Tumultuous Times
How do we as artists respond to tumultuous times? Picasso lived through World War II, holed up in his Parisian apartment painting on newspapers. He was Spanish, so was not conscripted to the French army. He responded to these times not in an obvious way, but his art turned the established salon art scene upside down. No material was considered too obscure to include in his art and realism became distorted into cubes.
We are living in tumultuous times. We are at war with the entire planet, bringing upon ourselves environmental degradation of such immense proportions that we are too overwhelmed to navigate a clear path into creating the future. How do we as artists respond? I can only say from personal experience that the thing I hang onto is hope, a life buoy bobbing in tumultuous seas. We don’t know if we can be saved but we hang on for dear life and ride the storm.

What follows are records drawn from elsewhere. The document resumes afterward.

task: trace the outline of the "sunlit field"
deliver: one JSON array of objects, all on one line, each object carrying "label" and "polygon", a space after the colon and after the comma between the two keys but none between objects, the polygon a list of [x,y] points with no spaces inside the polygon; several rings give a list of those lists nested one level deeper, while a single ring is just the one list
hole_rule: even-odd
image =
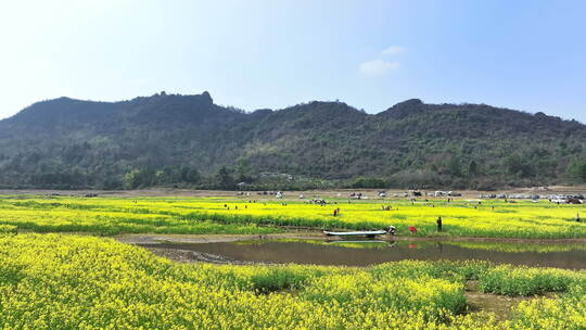
[{"label": "sunlit field", "polygon": [[[384,211],[383,206],[391,206]],[[333,211],[340,208],[334,216]],[[42,232],[269,233],[290,228],[382,229],[397,234],[487,238],[586,238],[585,205],[548,201],[467,202],[446,200],[333,200],[323,206],[303,201],[187,198],[14,198],[0,199],[0,225]],[[582,223],[575,220],[583,213]],[[443,218],[443,232],[436,218]]]},{"label": "sunlit field", "polygon": [[[2,329],[583,329],[586,274],[484,262],[176,264],[112,239],[0,234]],[[522,302],[467,310],[466,283]]]}]

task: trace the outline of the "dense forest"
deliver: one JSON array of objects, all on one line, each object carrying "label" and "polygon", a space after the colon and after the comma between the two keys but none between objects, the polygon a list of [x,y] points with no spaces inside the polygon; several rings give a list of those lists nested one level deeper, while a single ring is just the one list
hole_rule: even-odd
[{"label": "dense forest", "polygon": [[413,99],[246,113],[208,92],[68,98],[0,120],[0,187],[473,188],[586,181],[586,126],[544,113]]}]

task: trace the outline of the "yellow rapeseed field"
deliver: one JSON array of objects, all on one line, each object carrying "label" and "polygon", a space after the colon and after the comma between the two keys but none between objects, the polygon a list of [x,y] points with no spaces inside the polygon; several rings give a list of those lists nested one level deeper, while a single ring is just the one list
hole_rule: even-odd
[{"label": "yellow rapeseed field", "polygon": [[[512,274],[512,276],[510,276]],[[510,319],[464,283],[558,292]],[[0,329],[584,329],[586,274],[483,262],[371,268],[175,264],[112,239],[0,234]]]},{"label": "yellow rapeseed field", "polygon": [[[383,206],[391,206],[383,211]],[[336,216],[333,211],[340,208]],[[431,200],[429,202],[333,201],[304,202],[247,199],[187,198],[0,198],[0,225],[34,231],[89,231],[103,234],[267,233],[281,226],[315,229],[381,229],[395,226],[397,234],[492,238],[585,238],[586,221],[575,221],[585,205],[556,205],[547,201],[505,203]],[[443,218],[444,231],[435,220]]]}]

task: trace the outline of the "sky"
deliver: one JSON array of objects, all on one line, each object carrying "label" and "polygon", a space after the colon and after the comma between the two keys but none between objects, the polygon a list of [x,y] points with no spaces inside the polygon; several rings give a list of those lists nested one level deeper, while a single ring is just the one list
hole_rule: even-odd
[{"label": "sky", "polygon": [[586,123],[583,0],[0,0],[0,118],[207,90],[246,111],[418,98]]}]

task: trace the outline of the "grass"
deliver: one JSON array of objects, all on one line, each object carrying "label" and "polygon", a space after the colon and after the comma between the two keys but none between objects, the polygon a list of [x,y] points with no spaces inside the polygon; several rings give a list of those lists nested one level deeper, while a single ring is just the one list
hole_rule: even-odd
[{"label": "grass", "polygon": [[[370,268],[174,264],[107,238],[0,234],[2,329],[581,329],[586,274],[486,262]],[[510,274],[513,276],[511,277]],[[509,320],[463,315],[464,285],[556,291]],[[525,284],[528,283],[528,284]]]},{"label": "grass", "polygon": [[[226,205],[226,206],[225,206]],[[392,211],[382,211],[391,205]],[[334,208],[341,208],[333,216]],[[303,202],[181,198],[0,198],[0,225],[39,232],[85,231],[119,233],[269,233],[298,227],[314,229],[380,229],[397,227],[409,234],[416,226],[423,237],[487,237],[520,239],[586,238],[586,224],[576,223],[584,205],[444,200],[411,203],[337,200],[326,206]],[[444,231],[435,219],[442,216]]]}]

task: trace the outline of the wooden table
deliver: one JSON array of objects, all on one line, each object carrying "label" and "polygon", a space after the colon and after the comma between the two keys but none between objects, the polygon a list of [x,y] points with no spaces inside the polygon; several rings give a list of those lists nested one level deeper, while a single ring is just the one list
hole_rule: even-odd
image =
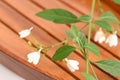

Today we joined others at beaches all along the east coast to survey the latest environmental devastation caused by ex-tropical Cyclone Oma. Sand eroded from great swathes of beach and dumped further up or down the tideline. Trees uprooted, salty water eating into the roots of fragile coastal edge vegetation. Yet I believe that there are people who have the money and technology to turn things around. That grass roots people movements are forging alternate ways of living with less, with questioning what we buy, where we source it, how we spend our money and reduce our human footprint.
How do we as artists contribute to this? Do we continue to make new art and so add to the stuff that is everywhere? If the urge is to create how do we make consciously, with awareness of our contribution to this dialogue. Making paper from recycled clothes or invasive weeds, recycling our old art works, slower more conscious living. These are some very small ways I know of where artists make conscious art choices. We can only start with ourselves, join groups to promote peace and humane justice, hold steady to our own integrity and believe in our own truth. Despair leads to apathy and that is the enemy of change.
Currumbin Beach Vikings Surf Lifesavers in their distinctive yellow and red clothing gathered at Elephant Rock to watch as the waves swept half the beach onto their club carpark. The beach was closed to swimmers yet there were a few intrepid surfers with flippers braving the waves. I keep seeing this as some sort of a metaphor of resilience. We will adapt to these environmental changes, we will be foolhardy and wade into wild waves, we will dig ourselves out of the sand and somehow find new ways to meet the world. I don’t know how it is going to shape up but I know I am here at this time to be part of the narrative. Its our story, let’s create a happy ending.